20 Dec 2017

The National Institute on Aging has awarded $70 million over five years to establish a new flagship clinical trials network, the Alzheimer’s Clinical Trials Consortium (ACTC). This network of 35 sites will provide the expertise and infrastructure to facilitate multicenter trials of AD interventions, said Reisa Sperling of Brigham and Women’s Hospital, Boston. Sperling leads ACTC along with Paul Aisen of the San Diego-based Alzheimer Therapeutic Research Institute (ATRI) at the University of Southern California, Los Angeles, and Ron Petersen of the Mayo Clinic in Rochester, Minnesota. The consortium’s key goal will be to speed up trials by streamlining recruitment and startup protocols. Its leaders will emphasize prevention studies and work on improving inclusion and outcome measures for people at preclinical disease stages, Sperling said.

An NIA grant will create a next-generation clinical trials network, ACTC.
ACTC seeks to accelerate recruitment and heighten efficiency.
ACTC will collaborate with existing networks such as GAP Net and ADCS.

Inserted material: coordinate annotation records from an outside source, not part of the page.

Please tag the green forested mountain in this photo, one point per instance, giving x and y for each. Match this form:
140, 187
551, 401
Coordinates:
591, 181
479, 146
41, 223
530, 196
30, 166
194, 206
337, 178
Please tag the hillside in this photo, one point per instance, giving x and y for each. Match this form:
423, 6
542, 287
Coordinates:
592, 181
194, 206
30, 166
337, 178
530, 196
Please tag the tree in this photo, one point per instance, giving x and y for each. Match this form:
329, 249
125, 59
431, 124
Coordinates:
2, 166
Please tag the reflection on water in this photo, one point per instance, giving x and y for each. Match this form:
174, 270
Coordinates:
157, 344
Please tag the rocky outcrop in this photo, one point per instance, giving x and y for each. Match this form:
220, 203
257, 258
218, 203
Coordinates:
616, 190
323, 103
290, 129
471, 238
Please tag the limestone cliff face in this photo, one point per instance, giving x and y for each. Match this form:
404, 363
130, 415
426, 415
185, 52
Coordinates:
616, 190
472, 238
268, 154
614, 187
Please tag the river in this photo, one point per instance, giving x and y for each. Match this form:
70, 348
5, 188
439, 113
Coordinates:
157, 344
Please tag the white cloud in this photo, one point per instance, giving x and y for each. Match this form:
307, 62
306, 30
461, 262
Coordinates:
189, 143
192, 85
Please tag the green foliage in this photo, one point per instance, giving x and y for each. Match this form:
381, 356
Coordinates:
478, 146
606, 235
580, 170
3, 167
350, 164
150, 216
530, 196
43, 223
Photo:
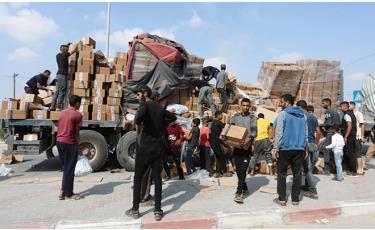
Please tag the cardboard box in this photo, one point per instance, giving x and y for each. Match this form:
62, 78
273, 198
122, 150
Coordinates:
88, 41
80, 76
101, 77
40, 114
13, 114
9, 104
233, 135
102, 70
112, 116
119, 61
81, 92
98, 116
99, 108
116, 77
116, 85
112, 109
98, 100
87, 54
30, 137
115, 93
123, 55
98, 84
98, 92
85, 65
48, 100
55, 115
81, 84
113, 101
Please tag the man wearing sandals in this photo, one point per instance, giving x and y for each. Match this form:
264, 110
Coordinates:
68, 138
151, 116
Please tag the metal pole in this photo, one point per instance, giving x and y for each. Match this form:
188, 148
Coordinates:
108, 27
14, 84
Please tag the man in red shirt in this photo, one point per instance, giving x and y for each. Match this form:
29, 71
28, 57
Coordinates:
68, 139
175, 137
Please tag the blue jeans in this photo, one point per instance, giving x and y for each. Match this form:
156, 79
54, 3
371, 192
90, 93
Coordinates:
188, 157
338, 162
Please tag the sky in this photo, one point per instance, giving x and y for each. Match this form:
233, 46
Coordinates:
242, 35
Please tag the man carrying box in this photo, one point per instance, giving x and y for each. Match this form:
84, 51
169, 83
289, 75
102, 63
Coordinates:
62, 60
241, 156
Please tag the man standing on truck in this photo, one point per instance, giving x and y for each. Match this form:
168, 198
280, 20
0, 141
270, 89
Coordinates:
38, 82
68, 139
209, 72
62, 60
360, 138
222, 80
205, 96
151, 116
331, 119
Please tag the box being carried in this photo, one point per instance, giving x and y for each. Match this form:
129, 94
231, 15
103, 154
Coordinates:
234, 135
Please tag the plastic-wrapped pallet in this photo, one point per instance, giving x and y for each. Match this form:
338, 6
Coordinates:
280, 78
321, 79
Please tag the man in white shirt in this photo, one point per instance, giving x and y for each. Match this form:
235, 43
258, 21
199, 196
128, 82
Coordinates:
359, 138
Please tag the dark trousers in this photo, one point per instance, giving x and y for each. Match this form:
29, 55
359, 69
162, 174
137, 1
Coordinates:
224, 100
142, 162
146, 184
241, 161
349, 155
295, 159
205, 157
69, 155
177, 160
221, 162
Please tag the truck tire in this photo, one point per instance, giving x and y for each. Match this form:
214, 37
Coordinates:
94, 146
126, 151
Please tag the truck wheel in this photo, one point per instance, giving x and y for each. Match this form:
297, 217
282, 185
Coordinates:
94, 146
126, 151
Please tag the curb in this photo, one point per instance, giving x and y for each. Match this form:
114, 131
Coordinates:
246, 219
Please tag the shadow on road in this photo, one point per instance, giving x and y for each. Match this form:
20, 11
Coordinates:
102, 189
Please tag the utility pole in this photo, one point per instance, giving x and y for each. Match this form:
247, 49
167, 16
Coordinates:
14, 84
108, 27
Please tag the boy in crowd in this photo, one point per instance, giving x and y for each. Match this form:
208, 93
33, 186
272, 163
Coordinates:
241, 156
263, 145
204, 146
221, 162
193, 139
175, 137
337, 146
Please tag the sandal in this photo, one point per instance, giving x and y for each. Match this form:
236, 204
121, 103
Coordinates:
158, 215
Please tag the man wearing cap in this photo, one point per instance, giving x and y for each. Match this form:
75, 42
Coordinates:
209, 72
222, 80
62, 60
38, 82
205, 95
150, 116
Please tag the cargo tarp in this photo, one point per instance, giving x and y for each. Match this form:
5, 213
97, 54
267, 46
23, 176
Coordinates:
165, 78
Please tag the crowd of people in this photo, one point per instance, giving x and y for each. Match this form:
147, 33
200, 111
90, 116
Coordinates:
294, 143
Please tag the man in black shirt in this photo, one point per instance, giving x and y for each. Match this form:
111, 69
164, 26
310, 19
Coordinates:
151, 117
349, 131
205, 96
215, 142
331, 119
209, 72
62, 60
38, 82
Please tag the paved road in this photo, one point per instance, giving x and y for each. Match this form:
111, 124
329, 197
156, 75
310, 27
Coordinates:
29, 197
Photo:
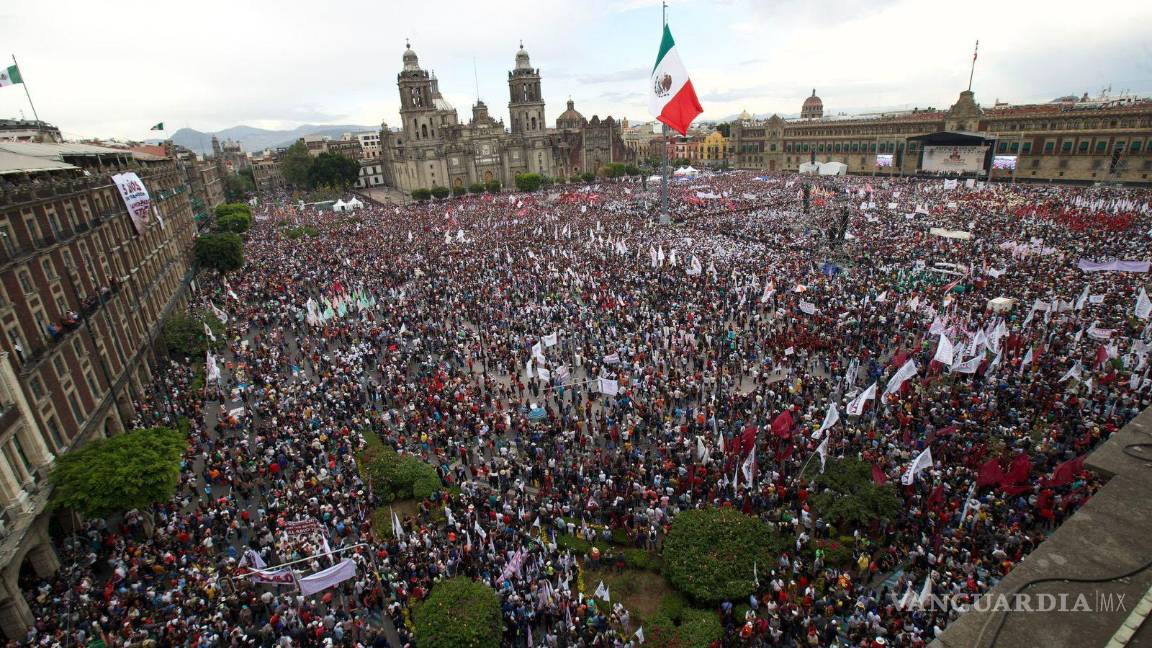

Researchers in the field hailed the news as a step forward for AD trials. Currently, the field lacks the capacity and participants to run as many trials as are needed, noted John Dwyer, who leads the Global Alzheimer’s Platform Foundation based in Washington, D.C. “With the approval of the ACTC, the NIA has added a lot of resources and leadership to the fight,” Dwyer told Alzforum.

The NIA award supplants the institute’s previous support for the Alzheimer’s Disease Cooperative Study. NIA founded this trial network in 1991 as part of an agreement with the University of California, San Diego. Two years ago ADCS became embroiled in an ugly dispute when Aisen, then its director, departed UCSD for USC (Jul 2015 news). A lawsuit between UCSD and USC is still ongoing. The final ADCS NIA grant runs out at the end of this year. Its new director, Howard Feldman, noted that ADCS will not disband but will seek other financial support to continue running trials (Jan 2016 news).

ACTC will differ from the ADCS model in several ways. It reflects a paradigm shift toward the preclinical phase of AD with its greater emphasis on community outreach, efficiency, and centralized protocols, Sperling said (see also Dec 2017 conference news). In addition, trials will have their own funding, separate from the ACTC grant. This approach helps ACTC access a company’s prime investigational AD drugs, whereas ADCS had largely funded off-patent or repurposed drugs whose sponsors were not developing them for Alzheimer’s. Sponsors must submit R01 applications directly to NIH, instead of consortium leaders selecting projects to undertake, as was the case in ADCS. “That may increase the diversity of projects we will support,” Sperling predicted. She expects to see a variety of trial designs in addition to prevention approaches, from smaller proof-of-concept studies to late-stage trials of behavior-modifying drugs or combination therapies. Calls for proposals will go out in the spring, with the first trials expected to start in late 2018 or early 2019.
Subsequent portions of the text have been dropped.